Breckenridge and Titus hastily put the blame upon me.
"If we get into trouble with the General for this," they shouted, "it
will be your fault. You told us Ernst was in the town with a
thousand men."
I shouted back that no one regretted the fact that he was not more
keenly than I did myself.
Titus and Breckenridge each glanced at a new, full-dress sword.
"We might as well go in," they shouted, "and take it anyway!" I
decided that Titus and Breckenridge were wasted in the Commissariat
Department.
The three correspondents looked more comfortable.
"If you officers go in," they cried, "the General can't blame us,"
and they dug their spurs into the ponies.
"Wait!" shouted Her Majesty's representative. "That's all very well
for you chaps, but what protects me if the Admiralty finds out I have
led a charge on a Spanish garrison?"
But Paget's pony refused to consider the feelings of the Lords of the
Admiralty. As successfully Paget might have tried to pull back a
row-boat from the edge of Niagara. And, moreover, Millard, in order
that Jimmy might be the first to reach Ponce with despatches, had
mounted him on the fastest pony in the bunch, and he already was far
in the lead. His sporting instincts, nursed in the pool-rooms of the
Tenderloin and at Guttenburg, had sent him three lengths to the good.
It never would do to have a newsboy tell in New York that he had
beaten the correspondents of the papers he sold in the streets; nor
to permit commissioned officers to take the dust of one who never
before had ridden on anything but a cable car. So we all raced
forward and, bunched together, swept into the main street of Coamo.

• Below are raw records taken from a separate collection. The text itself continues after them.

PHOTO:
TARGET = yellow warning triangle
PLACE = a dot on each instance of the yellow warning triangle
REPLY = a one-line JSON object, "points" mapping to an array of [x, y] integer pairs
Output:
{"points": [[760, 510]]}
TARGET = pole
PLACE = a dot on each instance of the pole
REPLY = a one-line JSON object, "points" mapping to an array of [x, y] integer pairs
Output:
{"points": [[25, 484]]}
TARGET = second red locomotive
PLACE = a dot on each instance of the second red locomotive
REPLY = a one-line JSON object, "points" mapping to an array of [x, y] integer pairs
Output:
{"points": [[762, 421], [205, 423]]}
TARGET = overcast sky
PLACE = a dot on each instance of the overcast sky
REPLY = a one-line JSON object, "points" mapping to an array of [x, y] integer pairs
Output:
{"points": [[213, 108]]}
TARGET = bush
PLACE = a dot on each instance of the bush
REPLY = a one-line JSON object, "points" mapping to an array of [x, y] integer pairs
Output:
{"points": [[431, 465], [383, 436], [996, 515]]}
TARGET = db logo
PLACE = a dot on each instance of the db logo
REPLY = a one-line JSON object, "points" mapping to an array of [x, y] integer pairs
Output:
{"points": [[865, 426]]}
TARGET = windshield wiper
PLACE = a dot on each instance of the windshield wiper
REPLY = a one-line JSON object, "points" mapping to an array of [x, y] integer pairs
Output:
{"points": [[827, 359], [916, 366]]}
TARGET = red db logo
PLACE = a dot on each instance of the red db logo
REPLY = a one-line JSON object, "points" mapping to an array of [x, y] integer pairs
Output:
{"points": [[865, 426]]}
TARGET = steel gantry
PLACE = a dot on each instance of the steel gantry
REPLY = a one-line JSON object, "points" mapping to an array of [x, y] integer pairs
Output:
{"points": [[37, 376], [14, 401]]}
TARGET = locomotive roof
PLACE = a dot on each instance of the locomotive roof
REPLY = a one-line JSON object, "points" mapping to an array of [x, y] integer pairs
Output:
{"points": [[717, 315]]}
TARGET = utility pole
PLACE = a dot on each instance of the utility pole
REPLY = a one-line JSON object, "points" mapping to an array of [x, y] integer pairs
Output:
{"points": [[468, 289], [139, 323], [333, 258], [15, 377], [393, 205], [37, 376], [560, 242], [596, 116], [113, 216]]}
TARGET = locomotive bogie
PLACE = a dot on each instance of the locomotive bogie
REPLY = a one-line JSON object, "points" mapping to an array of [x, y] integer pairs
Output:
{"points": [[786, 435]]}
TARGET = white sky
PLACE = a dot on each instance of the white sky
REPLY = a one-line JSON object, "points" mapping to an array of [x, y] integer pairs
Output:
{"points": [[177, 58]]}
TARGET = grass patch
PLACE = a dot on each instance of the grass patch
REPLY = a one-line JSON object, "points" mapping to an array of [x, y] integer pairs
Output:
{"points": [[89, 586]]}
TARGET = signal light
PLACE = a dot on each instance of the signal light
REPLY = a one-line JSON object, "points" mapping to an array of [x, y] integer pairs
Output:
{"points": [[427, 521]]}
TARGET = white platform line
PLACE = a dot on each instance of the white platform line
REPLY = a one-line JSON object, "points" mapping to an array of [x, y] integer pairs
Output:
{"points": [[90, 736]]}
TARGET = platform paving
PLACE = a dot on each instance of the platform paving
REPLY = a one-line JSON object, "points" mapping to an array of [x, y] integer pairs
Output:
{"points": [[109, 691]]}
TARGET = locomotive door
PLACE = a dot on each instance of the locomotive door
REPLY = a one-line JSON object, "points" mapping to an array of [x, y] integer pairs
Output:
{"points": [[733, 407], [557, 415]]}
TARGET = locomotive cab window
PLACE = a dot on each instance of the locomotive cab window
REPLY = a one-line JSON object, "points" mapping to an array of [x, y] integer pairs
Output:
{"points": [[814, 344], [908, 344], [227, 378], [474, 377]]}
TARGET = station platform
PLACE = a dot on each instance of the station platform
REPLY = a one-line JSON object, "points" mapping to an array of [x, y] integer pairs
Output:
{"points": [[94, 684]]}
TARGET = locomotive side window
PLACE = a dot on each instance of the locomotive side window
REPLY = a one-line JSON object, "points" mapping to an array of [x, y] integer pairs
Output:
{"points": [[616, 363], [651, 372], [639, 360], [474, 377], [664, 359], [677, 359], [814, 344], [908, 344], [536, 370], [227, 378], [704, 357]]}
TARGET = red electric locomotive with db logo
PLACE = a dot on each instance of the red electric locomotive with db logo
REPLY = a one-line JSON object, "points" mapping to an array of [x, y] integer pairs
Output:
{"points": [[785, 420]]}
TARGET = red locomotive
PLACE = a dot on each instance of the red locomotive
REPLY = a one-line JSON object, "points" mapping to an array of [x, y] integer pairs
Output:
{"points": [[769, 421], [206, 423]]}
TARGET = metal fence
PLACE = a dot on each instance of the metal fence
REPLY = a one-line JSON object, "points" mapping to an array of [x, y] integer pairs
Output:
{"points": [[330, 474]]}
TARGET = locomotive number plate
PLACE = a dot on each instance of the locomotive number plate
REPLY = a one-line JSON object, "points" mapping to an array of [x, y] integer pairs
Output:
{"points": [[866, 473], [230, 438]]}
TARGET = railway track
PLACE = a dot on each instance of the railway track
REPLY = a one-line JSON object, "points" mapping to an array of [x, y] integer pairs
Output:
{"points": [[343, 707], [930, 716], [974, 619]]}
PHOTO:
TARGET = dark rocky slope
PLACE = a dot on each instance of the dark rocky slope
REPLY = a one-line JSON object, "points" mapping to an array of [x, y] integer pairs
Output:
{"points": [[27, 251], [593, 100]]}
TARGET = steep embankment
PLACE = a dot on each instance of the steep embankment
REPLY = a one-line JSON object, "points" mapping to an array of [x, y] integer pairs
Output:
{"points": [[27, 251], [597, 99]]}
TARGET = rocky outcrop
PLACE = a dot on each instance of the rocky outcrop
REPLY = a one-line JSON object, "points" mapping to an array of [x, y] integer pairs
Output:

It was gratefully empty. There were no American soldiers, but, then,
neither were there any Spanish soldiers. Across the street stretched
more rifle-pits and barricades of iron pipes, but in sight there was
neither friend nor foe. On the stones of the deserted street the
galloping hoofs sounded like the advance of a whole regiment of
cavalry. Their clatter gave us a most comfortable feeling. We
almost could imagine the townspeople believing us to be the Rough
Riders themselves and fleeing before us.
And then, the empty street seemed to threaten an ambush. We thought
hastily of sunken mines, of soldiers crouching behind the barriers,
behind the houses at the next corner, of Mausers covering us from the
latticed balconies overhead. Until at last, when the silence had
become alert and menacing, a lonely man dashed into the middle of the
street, hurled a white flag in front of us, and then dived headlong
under the porch of a house. The next instant, as though at a signal,
a hundred citizens, each with a white flag in both hands, ran from
cover, waving their banners, and gasping in weak and terror-shaken
tones, "Vivan los Americanos."
We tried to pull up, but the ponies had not yet settled among
themselves which of us had won, and carried us to the extreme edge of
the town, where a precipice seemed to invite them to stop, and we
fell off into the arms of the Porto Ricans.